Быть может, я прочту ответ в чертах прекрасного лица Айвена, от которого мне так трудно оторвать взгляд. Айрис вдруг поворачивается ко мне, и, застигнутая врасплох, я торопливо отворачиваюсь. Однако она ещё долго сверлит меня яростным взглядом, а потом медленно нарочно опускает голову на плечо Айвена и берёт его под руку.

Айвен рассеянно-успокаивающим жестом накрывает её руку своей. На лице Айрис расцветает торжествующая улыбка, и у меня пересыхает во рту. Вечер окончательно испорчен.

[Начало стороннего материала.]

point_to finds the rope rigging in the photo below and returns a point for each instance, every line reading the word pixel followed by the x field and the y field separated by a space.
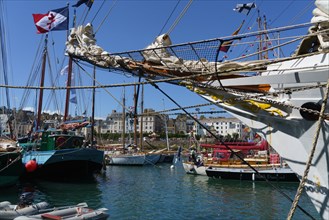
pixel 232 151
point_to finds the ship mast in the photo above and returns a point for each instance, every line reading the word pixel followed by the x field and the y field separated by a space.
pixel 42 80
pixel 69 79
pixel 93 109
pixel 123 119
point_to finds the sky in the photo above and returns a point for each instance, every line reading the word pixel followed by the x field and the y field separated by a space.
pixel 125 25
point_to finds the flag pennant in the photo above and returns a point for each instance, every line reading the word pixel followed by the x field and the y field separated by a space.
pixel 89 3
pixel 244 8
pixel 54 20
pixel 227 44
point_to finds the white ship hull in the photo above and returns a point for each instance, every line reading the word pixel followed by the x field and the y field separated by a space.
pixel 286 130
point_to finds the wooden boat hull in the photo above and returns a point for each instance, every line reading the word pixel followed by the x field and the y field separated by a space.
pixel 9 212
pixel 77 163
pixel 11 168
pixel 284 174
pixel 126 160
pixel 191 168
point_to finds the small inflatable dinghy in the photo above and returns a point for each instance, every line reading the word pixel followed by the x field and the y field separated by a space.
pixel 70 213
pixel 24 207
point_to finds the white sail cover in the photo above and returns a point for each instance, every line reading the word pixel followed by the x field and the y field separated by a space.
pixel 321 17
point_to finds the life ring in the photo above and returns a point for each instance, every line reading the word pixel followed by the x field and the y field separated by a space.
pixel 77 142
pixel 60 141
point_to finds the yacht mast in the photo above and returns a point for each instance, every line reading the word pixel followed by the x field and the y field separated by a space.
pixel 123 119
pixel 42 80
pixel 93 109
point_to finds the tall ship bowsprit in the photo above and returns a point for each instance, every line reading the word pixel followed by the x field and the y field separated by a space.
pixel 283 99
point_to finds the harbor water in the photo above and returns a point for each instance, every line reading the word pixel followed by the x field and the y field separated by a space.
pixel 159 192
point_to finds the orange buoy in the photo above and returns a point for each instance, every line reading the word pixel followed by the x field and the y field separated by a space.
pixel 31 166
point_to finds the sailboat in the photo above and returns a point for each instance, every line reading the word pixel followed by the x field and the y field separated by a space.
pixel 59 152
pixel 129 154
pixel 11 166
pixel 283 99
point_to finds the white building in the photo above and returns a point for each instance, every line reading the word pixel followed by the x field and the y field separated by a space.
pixel 221 126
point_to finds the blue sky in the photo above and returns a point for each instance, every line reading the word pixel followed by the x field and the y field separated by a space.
pixel 131 25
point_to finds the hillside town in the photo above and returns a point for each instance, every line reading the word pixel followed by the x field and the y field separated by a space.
pixel 150 123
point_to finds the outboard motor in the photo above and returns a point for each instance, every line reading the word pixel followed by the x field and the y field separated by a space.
pixel 25 199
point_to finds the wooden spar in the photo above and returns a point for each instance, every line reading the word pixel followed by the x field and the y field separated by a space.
pixel 259 20
pixel 141 121
pixel 123 120
pixel 42 80
pixel 93 109
pixel 136 94
pixel 68 84
pixel 135 116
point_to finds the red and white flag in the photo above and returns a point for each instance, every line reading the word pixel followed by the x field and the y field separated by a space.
pixel 54 20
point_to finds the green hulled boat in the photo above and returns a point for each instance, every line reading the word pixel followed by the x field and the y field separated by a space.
pixel 11 166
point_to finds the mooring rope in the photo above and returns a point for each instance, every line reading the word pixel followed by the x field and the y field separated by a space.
pixel 309 162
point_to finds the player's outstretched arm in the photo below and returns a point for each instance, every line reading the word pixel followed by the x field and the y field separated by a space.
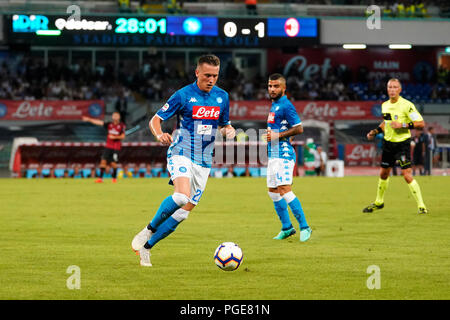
pixel 412 125
pixel 155 128
pixel 97 122
pixel 271 135
pixel 372 133
pixel 118 137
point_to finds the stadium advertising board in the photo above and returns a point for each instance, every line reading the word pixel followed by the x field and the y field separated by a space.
pixel 377 63
pixel 158 31
pixel 48 110
pixel 359 154
pixel 321 110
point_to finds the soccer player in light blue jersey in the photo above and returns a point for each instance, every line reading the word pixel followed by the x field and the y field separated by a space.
pixel 201 109
pixel 283 122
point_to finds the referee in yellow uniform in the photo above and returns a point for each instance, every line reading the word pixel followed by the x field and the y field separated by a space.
pixel 400 115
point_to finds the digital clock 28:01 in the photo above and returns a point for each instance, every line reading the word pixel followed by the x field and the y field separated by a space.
pixel 134 25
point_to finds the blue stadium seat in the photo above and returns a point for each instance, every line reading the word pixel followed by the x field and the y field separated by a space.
pixel 86 173
pixel 30 173
pixel 263 171
pixel 238 170
pixel 155 171
pixel 59 173
pixel 254 172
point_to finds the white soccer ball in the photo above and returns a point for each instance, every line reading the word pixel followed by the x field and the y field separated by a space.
pixel 228 256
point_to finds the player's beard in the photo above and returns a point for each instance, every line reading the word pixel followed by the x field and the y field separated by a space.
pixel 276 97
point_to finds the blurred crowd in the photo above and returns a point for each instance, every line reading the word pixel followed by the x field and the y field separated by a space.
pixel 29 79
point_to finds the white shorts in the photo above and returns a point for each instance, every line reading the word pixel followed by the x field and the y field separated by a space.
pixel 180 166
pixel 279 172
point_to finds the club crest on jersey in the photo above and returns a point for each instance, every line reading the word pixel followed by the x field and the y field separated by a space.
pixel 165 107
pixel 205 112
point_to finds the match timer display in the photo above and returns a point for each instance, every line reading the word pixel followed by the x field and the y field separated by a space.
pixel 161 31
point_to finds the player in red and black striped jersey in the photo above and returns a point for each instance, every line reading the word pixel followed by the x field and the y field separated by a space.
pixel 116 133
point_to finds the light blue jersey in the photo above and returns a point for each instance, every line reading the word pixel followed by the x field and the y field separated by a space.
pixel 199 114
pixel 282 117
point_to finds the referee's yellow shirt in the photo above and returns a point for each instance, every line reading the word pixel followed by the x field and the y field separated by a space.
pixel 402 111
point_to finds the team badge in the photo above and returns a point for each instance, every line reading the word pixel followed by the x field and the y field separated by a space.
pixel 165 107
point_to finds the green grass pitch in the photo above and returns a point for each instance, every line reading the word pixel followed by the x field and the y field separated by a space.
pixel 48 225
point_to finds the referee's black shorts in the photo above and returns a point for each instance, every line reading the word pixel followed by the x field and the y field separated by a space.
pixel 393 151
pixel 110 155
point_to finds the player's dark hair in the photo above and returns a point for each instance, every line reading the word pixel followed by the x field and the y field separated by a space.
pixel 209 59
pixel 277 76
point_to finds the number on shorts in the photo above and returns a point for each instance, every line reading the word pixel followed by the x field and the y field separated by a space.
pixel 197 195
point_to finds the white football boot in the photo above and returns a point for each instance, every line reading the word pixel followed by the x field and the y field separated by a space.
pixel 144 255
pixel 140 239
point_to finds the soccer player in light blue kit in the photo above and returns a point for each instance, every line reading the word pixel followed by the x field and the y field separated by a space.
pixel 283 122
pixel 202 109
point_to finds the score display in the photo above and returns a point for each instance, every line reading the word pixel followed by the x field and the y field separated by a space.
pixel 162 31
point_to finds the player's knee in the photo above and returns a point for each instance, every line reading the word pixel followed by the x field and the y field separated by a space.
pixel 274 196
pixel 289 196
pixel 180 215
pixel 180 199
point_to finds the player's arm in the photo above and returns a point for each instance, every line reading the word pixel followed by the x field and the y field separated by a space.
pixel 372 133
pixel 410 125
pixel 155 128
pixel 97 122
pixel 117 137
pixel 416 120
pixel 225 128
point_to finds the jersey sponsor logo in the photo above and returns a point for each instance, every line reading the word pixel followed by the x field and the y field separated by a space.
pixel 204 129
pixel 204 112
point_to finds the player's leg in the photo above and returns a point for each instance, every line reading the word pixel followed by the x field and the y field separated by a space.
pixel 297 210
pixel 103 163
pixel 279 203
pixel 383 183
pixel 387 162
pixel 171 212
pixel 196 186
pixel 113 165
pixel 283 214
pixel 414 188
pixel 180 175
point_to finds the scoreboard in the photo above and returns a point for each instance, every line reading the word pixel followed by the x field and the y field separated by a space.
pixel 161 31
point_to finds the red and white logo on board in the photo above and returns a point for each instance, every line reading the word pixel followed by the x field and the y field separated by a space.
pixel 204 112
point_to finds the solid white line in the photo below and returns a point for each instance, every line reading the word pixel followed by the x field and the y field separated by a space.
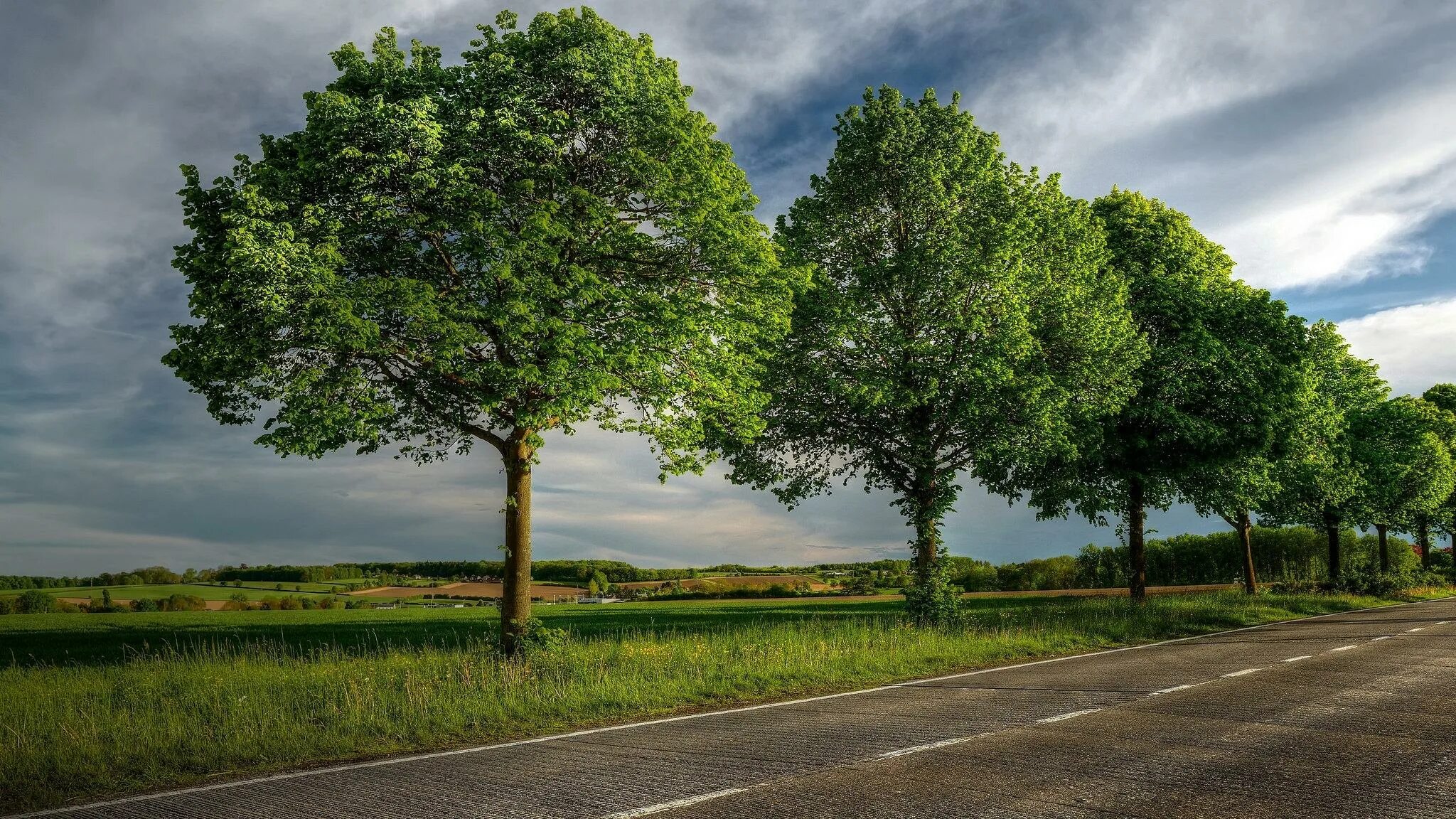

– Что слышно об амнистии для беженцев? – обращается к Лукреции Тьерни, дождавшись окончания беседы Джулиаса и Ферниллы.

– Мы делаем всё возможное, – отвечает Лукреция. – Дела обстоят… не очень. Амазы принимают ограниченное количество беженцев, но только женщин. Ву трин, насколько я понимаю, обещают в конце концов переправить этих беженцев дальше на восток. – Тьерни хмурится всё сильнее, и Лукреция торопливо добавляет: – Но и это очень важно. Амазы многим рискуют, с их стороны это очень храбрый шаг. В то же время ликаны, кельты и верпасиане опасаются вызвать такими поступками гнев гарднерийцев.

– Так что же в таком случае нам делать? – Тьерни уже не просто спрашивает, она требует ответа.

– Мы продолжим выводить беженцев из опасных районов, около линии огня гарднерийцев и альфсигрских эльфов, – отвечает профессор, доставая из кармана платок, чтобы протереть очки. – Мы рассчитываем на помощь ву трин. Коммандер Кам Вин сочувствует положению вынужденных переселенцев.

Коммандер Вин? Вот это сюрприз! Я прекрасно помню, как она пыталась запугать меня, требуя зажечь свечу волшебной палочкой.

– Коммандер Вин не может открыто выступить против Гарднерии, – добавляет Джулиас. – Народ ной всегда сохранял нейтралитет в отношениях с гарднерийцами. Чародейкам ву трин не позволят спровоцировать войну, даже по неосторожности.

– Значит, народ ной тоже боится гарднерийцев, – с отвращением фыркает Тьерни. – Они ничуть не лучше остальных.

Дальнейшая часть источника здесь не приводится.